Plexus Corp., the plaintiff in a customs classification case over printed circuit board assemblies used in audio-visual transmission equipment, wants proceedings stayed pending the Department of Justice's consideration of its settlement offer. According to the June 30 motion to stay in the Court of International Trade, Plexus said that a stay would help avoid "incurring unnecessary significant additional expenses" should the settlement offer be accepted (Plexus Corp. v. United States, CIT #13-00343).
The Commerce Department's decision to swap the basis for its total adverse facts available determination in an antidumping administrative review is backed by substantial evidence and in line with Court of International Trade remand orders, the Department of Justice said in June 30 comments on the remand results. After Judge M. Miller Baker found that Commerce improperly relied on two issues with plaintiff Hung Vuong Group's data submitted to the agency to determine AFA, Commerce flipped to two other elements of HVG's data to make the same determination (Hung Vuong Corporation, et al. v. United States, CIT #19-00055).
The Court of International Trade ruled June 29 it doesn't have jurisdiction over one of 12 entries of plywood from China in a customs case because the plaintiff didn't protest that entry's reliquidation. The lawsuit will continue over the remaining 11 entries.
The Department of Justice said in June 30 oral argument before the Court of International Trade that its positions on the proper jurisdiction for cases challenging either the exclusion or seizure of goods identified as drug paraphernalia are consistent in district courts and CIT. If an import is excluded from entry by CBP, CIT has jurisdiction. If the good is seized, the district court has jurisdiction, it said. DOJ argues that CIT doesn't have jurisdiction to hear a case brought by Root Sciences since CBP seized a cannabis crude extract recovery machine from the importer rather than excluding it (Root Sciences, LLC v. United States, CIT # 21-00123).
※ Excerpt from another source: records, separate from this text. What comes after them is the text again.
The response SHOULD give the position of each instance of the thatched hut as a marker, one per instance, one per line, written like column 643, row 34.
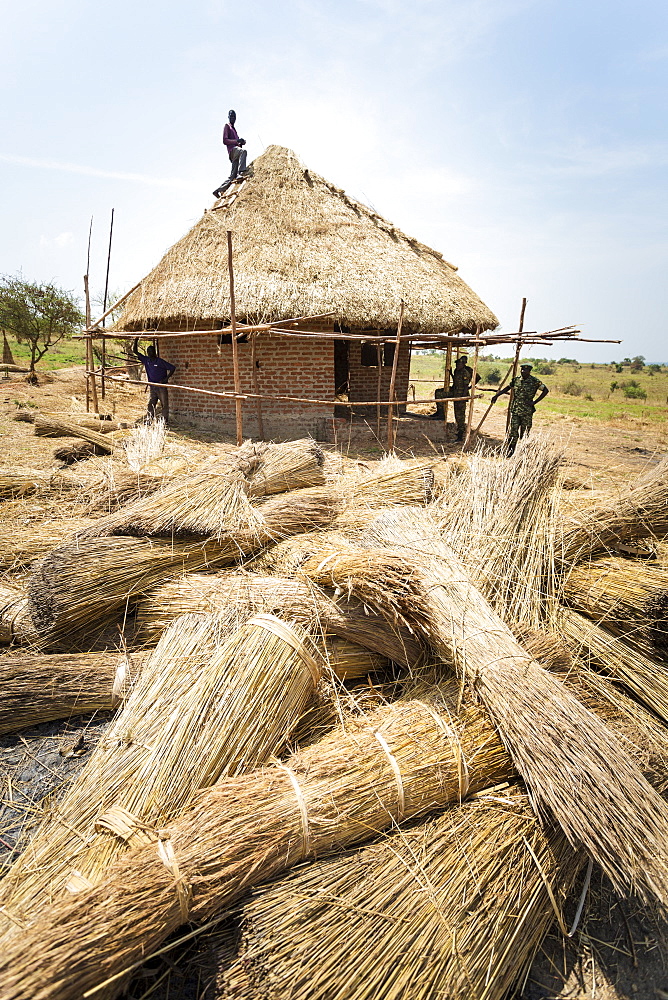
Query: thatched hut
column 301, row 247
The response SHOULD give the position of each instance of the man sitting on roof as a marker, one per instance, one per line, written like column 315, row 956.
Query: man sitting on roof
column 157, row 370
column 236, row 153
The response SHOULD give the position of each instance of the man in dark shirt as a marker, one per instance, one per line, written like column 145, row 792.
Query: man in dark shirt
column 235, row 151
column 157, row 370
column 522, row 404
column 460, row 385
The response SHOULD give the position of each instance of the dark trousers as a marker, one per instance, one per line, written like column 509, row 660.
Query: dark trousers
column 158, row 394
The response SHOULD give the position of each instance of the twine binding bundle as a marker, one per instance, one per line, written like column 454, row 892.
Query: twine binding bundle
column 455, row 907
column 294, row 599
column 211, row 701
column 214, row 499
column 627, row 598
column 573, row 766
column 38, row 688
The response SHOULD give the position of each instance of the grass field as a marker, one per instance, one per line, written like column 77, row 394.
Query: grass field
column 64, row 355
column 576, row 390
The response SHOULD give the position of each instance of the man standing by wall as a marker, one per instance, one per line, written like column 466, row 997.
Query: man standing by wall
column 522, row 404
column 235, row 151
column 460, row 383
column 157, row 370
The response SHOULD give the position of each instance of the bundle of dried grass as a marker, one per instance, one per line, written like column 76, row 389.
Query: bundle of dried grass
column 52, row 426
column 281, row 467
column 458, row 905
column 76, row 451
column 639, row 511
column 39, row 688
column 145, row 443
column 286, row 557
column 402, row 484
column 499, row 517
column 214, row 499
column 455, row 907
column 572, row 764
column 401, row 761
column 292, row 599
column 645, row 677
column 22, row 543
column 57, row 427
column 349, row 660
column 79, row 589
column 628, row 598
column 211, row 701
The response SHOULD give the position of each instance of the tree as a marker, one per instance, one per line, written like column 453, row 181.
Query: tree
column 39, row 315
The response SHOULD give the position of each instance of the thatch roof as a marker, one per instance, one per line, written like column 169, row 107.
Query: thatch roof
column 303, row 247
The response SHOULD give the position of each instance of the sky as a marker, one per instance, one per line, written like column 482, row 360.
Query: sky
column 525, row 140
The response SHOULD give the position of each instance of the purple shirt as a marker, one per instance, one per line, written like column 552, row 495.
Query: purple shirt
column 157, row 369
column 230, row 138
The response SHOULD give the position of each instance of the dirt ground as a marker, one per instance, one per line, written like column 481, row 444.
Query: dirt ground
column 620, row 949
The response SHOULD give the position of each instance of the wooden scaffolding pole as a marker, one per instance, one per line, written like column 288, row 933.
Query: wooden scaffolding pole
column 446, row 386
column 516, row 361
column 91, row 386
column 235, row 346
column 474, row 374
column 254, row 381
column 379, row 387
column 393, row 379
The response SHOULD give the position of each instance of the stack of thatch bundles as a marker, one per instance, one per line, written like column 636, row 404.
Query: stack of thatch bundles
column 15, row 619
column 641, row 511
column 38, row 689
column 401, row 761
column 80, row 589
column 571, row 763
column 211, row 701
column 216, row 497
column 498, row 516
column 629, row 599
column 455, row 907
column 22, row 543
column 646, row 678
column 298, row 600
column 22, row 482
column 55, row 426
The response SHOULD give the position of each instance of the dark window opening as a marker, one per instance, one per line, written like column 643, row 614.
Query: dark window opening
column 226, row 338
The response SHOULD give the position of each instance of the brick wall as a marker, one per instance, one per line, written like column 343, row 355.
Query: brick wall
column 363, row 381
column 285, row 367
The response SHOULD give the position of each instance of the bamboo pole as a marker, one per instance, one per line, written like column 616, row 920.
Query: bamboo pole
column 104, row 305
column 379, row 388
column 393, row 379
column 471, row 404
column 235, row 347
column 516, row 361
column 446, row 386
column 252, row 395
column 254, row 381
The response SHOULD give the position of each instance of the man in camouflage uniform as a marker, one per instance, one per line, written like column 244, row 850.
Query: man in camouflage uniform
column 460, row 382
column 522, row 404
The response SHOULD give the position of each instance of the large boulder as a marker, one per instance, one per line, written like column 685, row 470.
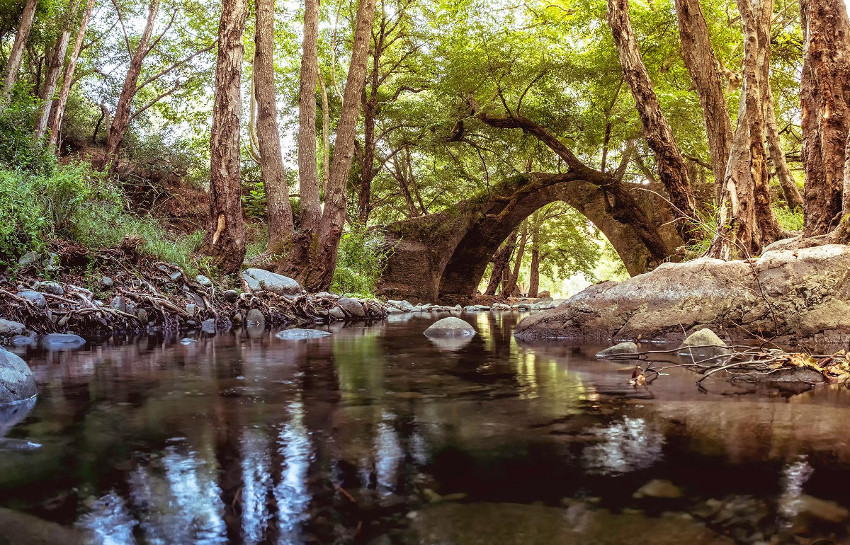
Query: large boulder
column 450, row 327
column 262, row 280
column 799, row 294
column 16, row 380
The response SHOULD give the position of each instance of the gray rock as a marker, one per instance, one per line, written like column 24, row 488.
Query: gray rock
column 8, row 327
column 118, row 303
column 450, row 327
column 784, row 292
column 262, row 280
column 703, row 337
column 51, row 287
column 617, row 349
column 61, row 341
column 301, row 334
column 208, row 326
column 29, row 259
column 16, row 380
column 34, row 297
column 255, row 318
column 352, row 307
column 22, row 340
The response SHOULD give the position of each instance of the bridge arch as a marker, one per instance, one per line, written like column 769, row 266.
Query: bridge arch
column 442, row 257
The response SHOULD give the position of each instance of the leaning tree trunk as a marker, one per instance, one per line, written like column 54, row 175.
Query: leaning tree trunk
column 501, row 260
column 225, row 238
column 323, row 259
column 281, row 227
column 17, row 53
column 825, row 119
column 308, row 173
column 656, row 130
column 68, row 78
column 705, row 72
column 121, row 118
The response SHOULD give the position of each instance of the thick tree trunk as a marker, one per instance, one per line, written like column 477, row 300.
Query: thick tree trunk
column 308, row 173
column 500, row 263
column 121, row 118
column 323, row 260
column 656, row 130
column 824, row 90
column 705, row 73
column 281, row 227
column 68, row 78
column 52, row 79
column 17, row 53
column 509, row 287
column 225, row 238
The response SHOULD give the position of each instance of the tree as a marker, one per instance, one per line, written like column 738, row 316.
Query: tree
column 281, row 226
column 225, row 236
column 17, row 52
column 825, row 123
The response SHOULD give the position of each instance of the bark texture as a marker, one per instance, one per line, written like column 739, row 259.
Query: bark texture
column 323, row 259
column 281, row 227
column 17, row 52
column 308, row 173
column 705, row 73
column 68, row 78
column 824, row 97
column 656, row 130
column 225, row 238
column 121, row 117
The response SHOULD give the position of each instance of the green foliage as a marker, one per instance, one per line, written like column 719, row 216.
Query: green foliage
column 362, row 258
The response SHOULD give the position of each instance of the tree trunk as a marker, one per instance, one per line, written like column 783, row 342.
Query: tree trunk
column 500, row 263
column 17, row 53
column 308, row 173
column 705, row 73
column 56, row 63
column 68, row 78
column 281, row 227
column 121, row 118
column 509, row 287
column 225, row 238
column 323, row 260
column 656, row 130
column 825, row 118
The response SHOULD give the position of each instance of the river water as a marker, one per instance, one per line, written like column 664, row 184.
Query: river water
column 378, row 435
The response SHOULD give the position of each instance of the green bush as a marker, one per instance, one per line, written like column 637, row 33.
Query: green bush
column 362, row 258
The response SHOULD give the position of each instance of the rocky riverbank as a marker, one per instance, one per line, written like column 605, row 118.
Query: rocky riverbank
column 788, row 295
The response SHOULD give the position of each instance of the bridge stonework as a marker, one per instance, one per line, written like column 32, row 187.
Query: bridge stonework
column 442, row 257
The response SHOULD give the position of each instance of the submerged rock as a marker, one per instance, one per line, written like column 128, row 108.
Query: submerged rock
column 450, row 327
column 617, row 349
column 61, row 341
column 16, row 380
column 262, row 280
column 301, row 334
column 801, row 293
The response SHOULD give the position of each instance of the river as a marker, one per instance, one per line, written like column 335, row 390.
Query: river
column 378, row 435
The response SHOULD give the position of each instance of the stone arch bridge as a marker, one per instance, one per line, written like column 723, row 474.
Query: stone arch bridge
column 442, row 257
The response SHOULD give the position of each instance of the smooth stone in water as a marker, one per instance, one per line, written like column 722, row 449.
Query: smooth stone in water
column 34, row 297
column 259, row 279
column 617, row 349
column 62, row 341
column 301, row 334
column 450, row 327
column 352, row 307
column 16, row 380
column 8, row 327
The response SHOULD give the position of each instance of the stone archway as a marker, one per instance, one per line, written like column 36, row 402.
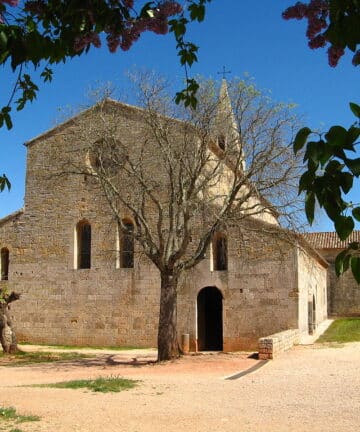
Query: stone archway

The following lawsuits were recently filed at the Court of International Trade:
Hilti, Inc., with consent from the Department of Justice, moved for the Court of International Trade to stop liquidation of its steel nail entries pending a result in its challenge of the expansion of Section 232 tariffs onto steel “derivatives,” in a June 29 filing. The importer wants the court to bar CBP from liquidating its steel nails entries subject to the 25% steel derivatives tariffs for entries made after 12:01 am Feb. 8, 2020. Hilti conferred with Ann Motto of DOJ, who consented to the suspension of liquidation, without addressing the likelihood of success in the case, the company said (Hilti, Inc., v. U.S. et al., CIT # 21-00216).
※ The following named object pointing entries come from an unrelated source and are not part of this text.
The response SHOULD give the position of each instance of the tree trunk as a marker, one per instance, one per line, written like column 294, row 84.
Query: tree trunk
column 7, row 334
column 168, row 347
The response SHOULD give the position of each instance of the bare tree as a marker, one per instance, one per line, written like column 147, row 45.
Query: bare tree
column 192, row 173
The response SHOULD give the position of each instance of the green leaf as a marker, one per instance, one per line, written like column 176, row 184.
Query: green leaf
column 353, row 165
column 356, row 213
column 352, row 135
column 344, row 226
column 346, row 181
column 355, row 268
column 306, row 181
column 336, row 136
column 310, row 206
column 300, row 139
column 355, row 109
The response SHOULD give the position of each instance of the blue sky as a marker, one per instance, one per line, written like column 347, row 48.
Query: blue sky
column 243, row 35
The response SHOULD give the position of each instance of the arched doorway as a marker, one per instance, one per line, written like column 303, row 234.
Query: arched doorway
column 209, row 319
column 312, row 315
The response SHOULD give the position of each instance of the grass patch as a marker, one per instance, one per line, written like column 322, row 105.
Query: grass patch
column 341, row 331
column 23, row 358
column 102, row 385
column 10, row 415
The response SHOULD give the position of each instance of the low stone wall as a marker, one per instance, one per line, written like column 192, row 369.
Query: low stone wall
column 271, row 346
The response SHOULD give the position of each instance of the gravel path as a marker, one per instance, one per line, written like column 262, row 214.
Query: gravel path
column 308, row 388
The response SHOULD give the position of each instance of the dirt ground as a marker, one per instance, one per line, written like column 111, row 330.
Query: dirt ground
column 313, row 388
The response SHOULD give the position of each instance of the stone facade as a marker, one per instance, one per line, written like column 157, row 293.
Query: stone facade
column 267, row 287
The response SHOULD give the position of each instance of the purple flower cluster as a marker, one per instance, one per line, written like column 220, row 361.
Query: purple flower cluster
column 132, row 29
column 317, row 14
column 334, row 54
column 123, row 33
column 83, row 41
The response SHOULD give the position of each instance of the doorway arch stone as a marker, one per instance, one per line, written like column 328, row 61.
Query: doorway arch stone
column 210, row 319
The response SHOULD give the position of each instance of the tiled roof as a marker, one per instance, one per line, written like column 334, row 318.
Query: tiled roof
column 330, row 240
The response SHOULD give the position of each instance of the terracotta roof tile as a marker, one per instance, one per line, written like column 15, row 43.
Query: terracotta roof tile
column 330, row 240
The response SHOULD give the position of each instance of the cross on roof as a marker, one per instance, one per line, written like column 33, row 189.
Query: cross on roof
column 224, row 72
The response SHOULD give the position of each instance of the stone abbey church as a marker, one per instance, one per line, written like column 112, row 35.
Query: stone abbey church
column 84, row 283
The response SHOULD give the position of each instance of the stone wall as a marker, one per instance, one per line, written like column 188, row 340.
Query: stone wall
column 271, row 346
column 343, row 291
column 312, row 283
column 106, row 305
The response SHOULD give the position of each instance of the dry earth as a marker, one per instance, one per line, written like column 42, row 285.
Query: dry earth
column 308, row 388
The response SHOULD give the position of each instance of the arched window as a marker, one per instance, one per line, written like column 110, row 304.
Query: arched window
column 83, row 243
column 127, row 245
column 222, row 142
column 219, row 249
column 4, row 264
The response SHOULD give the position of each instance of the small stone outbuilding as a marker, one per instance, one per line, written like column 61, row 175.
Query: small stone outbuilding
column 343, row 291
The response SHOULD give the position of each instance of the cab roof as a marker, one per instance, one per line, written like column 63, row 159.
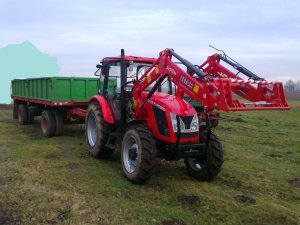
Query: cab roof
column 130, row 58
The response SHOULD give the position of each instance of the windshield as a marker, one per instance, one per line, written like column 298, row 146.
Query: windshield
column 134, row 71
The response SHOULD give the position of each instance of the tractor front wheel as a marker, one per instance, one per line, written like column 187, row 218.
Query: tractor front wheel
column 97, row 132
column 138, row 154
column 207, row 167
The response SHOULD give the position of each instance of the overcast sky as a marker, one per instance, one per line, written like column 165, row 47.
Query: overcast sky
column 262, row 35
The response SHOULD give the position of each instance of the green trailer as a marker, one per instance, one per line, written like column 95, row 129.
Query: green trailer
column 58, row 89
column 59, row 100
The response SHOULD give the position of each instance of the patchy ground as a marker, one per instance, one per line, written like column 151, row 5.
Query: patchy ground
column 55, row 181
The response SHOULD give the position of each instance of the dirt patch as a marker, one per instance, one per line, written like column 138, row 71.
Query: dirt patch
column 295, row 182
column 53, row 156
column 245, row 199
column 188, row 200
column 275, row 155
column 74, row 166
column 238, row 119
column 172, row 222
column 84, row 154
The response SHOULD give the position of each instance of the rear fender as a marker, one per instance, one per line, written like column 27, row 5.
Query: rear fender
column 105, row 107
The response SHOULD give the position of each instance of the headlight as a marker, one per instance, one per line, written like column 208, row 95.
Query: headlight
column 185, row 128
column 195, row 124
The Department of Justice invoked a recent U.S. Court of Appeals for the Federal Circuit opinion in an antidumping case involving a country-wide rate for a non-market economy, according to a June 28 notice of supplemental authority in the Court of International Trade. In the case, the China Manufacturers Alliance and Shanghai Huayi Group Corporation said that Commerce determined a country-wide antidumping rate without providing the legal basis for doing so in an antidumping investigation of truck and bus tires from China (Guizhou Tyre Co., Ltd. et al. v. United States, CIT #19-00031). But in China Manufacturers Alliance, LLC v. United States, decided on June 10, the Federal Circuit said that Commerce can assign a China-wide rate “by the very means in which Commerce did in this investigation,” DOJ said. The decision showed that Commerce's China-wide rate is an individually investigated rate (see 2106100044).
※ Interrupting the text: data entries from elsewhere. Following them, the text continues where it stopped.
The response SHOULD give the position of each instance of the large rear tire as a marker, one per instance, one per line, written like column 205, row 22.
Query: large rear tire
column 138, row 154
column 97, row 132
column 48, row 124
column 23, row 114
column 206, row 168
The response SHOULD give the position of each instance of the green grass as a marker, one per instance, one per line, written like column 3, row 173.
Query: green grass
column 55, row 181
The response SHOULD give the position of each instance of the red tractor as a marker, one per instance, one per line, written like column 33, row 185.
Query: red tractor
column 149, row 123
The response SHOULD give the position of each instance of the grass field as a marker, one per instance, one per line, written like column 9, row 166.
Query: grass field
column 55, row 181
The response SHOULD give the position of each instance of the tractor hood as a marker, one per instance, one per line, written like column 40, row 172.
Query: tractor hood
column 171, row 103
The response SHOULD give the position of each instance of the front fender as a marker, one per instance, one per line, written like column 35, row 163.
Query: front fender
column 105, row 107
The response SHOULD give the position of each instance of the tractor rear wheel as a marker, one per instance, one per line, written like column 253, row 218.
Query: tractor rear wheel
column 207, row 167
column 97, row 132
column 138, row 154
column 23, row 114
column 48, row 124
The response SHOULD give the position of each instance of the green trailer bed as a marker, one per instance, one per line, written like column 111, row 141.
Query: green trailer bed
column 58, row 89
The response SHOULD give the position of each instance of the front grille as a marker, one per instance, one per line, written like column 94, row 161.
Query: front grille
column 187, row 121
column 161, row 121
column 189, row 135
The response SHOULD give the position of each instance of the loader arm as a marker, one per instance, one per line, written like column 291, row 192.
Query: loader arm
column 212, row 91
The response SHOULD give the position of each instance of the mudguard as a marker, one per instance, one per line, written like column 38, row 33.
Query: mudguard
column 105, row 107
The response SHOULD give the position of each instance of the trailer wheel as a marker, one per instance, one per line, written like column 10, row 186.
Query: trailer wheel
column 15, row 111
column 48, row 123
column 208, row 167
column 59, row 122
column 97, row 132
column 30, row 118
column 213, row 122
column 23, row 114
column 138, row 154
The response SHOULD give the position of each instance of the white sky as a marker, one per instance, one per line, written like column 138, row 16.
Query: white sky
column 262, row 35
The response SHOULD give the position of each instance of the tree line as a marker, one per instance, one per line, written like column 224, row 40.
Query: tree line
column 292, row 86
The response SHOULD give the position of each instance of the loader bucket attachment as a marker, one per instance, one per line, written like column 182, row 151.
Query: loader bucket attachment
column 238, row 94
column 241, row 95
The petitioner in an antidumping case, Catfish Farmers of America, is incorrect in its assessment that the Commerce Department erred by departing from the "expected method" for calculating the antidumping duty rate for non-individually reviewed "separate rate" respondents in an administrative review on frozen fish fillets from Vietnam, the Department of Justice said. Responding to the petitioner in June 28 comments on the second remand results at the Court of International Trade, DOJ, along with comments from the plaintiffs led by GODACO Seafood Joint Stock Company, said Commerce properly adhered to court orders by setting a lower rate for the exporters (GODACO Seafood Joint Stock Company, et al., v. United States, CIT #21-00063).
OtterBox can't get refunds on a prior disclosure it made on imports of smartphone covers, even though it prevailed in a Court of International Trade case on entries of the same product, the Department of Justice said in a June 25 reply brief to OtterBox's motion to enforce the court's judgment. DOJ said CIT does not have jurisdiction over the prior disclosure in dispute, making OtterBox's bid an attempt to get a refund to which it is not entitled (Otter Products, LLC v. United States, CIT #13-00269).
In a June 29 opinion, the Court of International Trade ruled that it did not have jurisdiction over one of 12 entries of plywood from China in a customs case since the importer only protested its first liquidation, but did not protest a second reliquidation. The lawsuit over the remaining 11 entries that the importer fully protested continues. The importer, Bral Corporation, says the imported plywood was defective and should therefore be reassessed duties at 18% of its original value.